In college, I balanced schoolwork with the activities that really spoke to me. It’s not that I didn’t enjoy the rigor of the academic life, because I love learning and being challenged. But I found great consolation and learning outside of the concrete walls of the classroom by volunteering, assuming leadership roles, working to pay rent, and finding community. By going on immersion trips to West Virginia or volunteering with non-profits serving immigrant or refugee populations, I quickly realized that the type of education I desired was not going to happen behind a desk or at grad school. I wanted to learn more about the reality of people who came from different places and privileges in order to deepen my understanding of what being a global citizen meant.

In April 2013, after a lengthy application and discernment process, I was offered the opportunity to volunteer in Andahuaylillas, Peru, with the Jesuit Volunteer Corps (JVC) International program as a religion teacher in a Fe y Alegría high school. The news brought every emotion — joy, excitement, nervousness, doubt, loneliness, adventure, and newfound energy. The offer led to a few emergency meetings with mentors, friends and family, and even a visit to the main chapel on campus to pray — something I rarely did.

I distinctly remember kneeling down that night in the chapel praying for a divine apparition of someone, whether God or St. Ignatius of Loyola or Dorothy Day. I was fearful of committing to a decision that would affect the next two years of my life. Did I really want to volunteer internationally? Did I have a better chance of making a difference in my local community that I knew? Did I want to leave my family, friends, and Sunday brunches for two years? How would this affect my future? The questions were consuming, and left me with few answers.

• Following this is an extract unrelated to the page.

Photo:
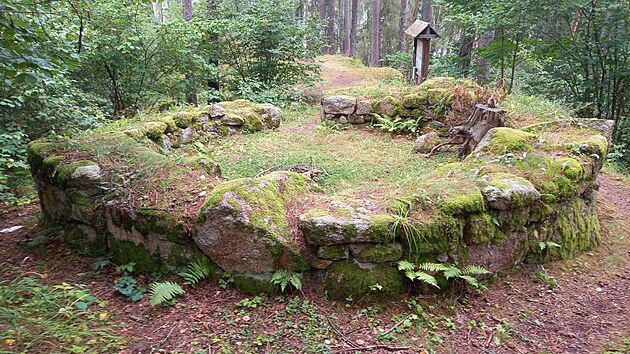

A friend offered me some advice, saying that as long as I was entering with an open heart, there is no such thing as bad discernment. These words loosened the walls of fear of commitment, allowing me to listen to the Jiminy Cricket character inside and find deep consolation in choosing to accept my JVC invitation. Here was an offer that came in a messy, gritty package, offering the adventure of a lifetime and a chance to enter an experience that would change everything. The “yes” felt like the gateway to becoming the person I desired.

Now, I’ve been living in Peru for more than a year, and reflecting on all that has happened in that time is somewhat overwhelming. People have invited me into their lives and homes, allowing rich relationships to form. The experience has demanded that I look the truth straight in the eyes and open my heart. For example, I teach religion to 13- and 14-year-olds. There are times when a handful of boys drive me to tears of frustration and anger with their behavior and disruptions in class. Yet, I also know that some of them live without parents or a guardian, leaving them with the responsibility to take care of the house and their siblings. In these circumstances, I find myself needing to open my heart to the wholeness of the situation, to their context and the reasons why they might act out in class.

The past year has been messy and challenging. It has confronted me with moments of loneliness and frustration and of not understanding or being understood. My journey has taught me to notice the beauty that comes with simplicity. Through the people of Andahuaylillas and my community, I have learned that love is active; it is a feeling I must nurture and dare to live out bravely in relationships with myself and with others. Only through this openness and through the daily challenge to meet people where they are have I learned that it’s not my occupation that will allow me to create change, but rather, the willingness to delve into the love and realities of others.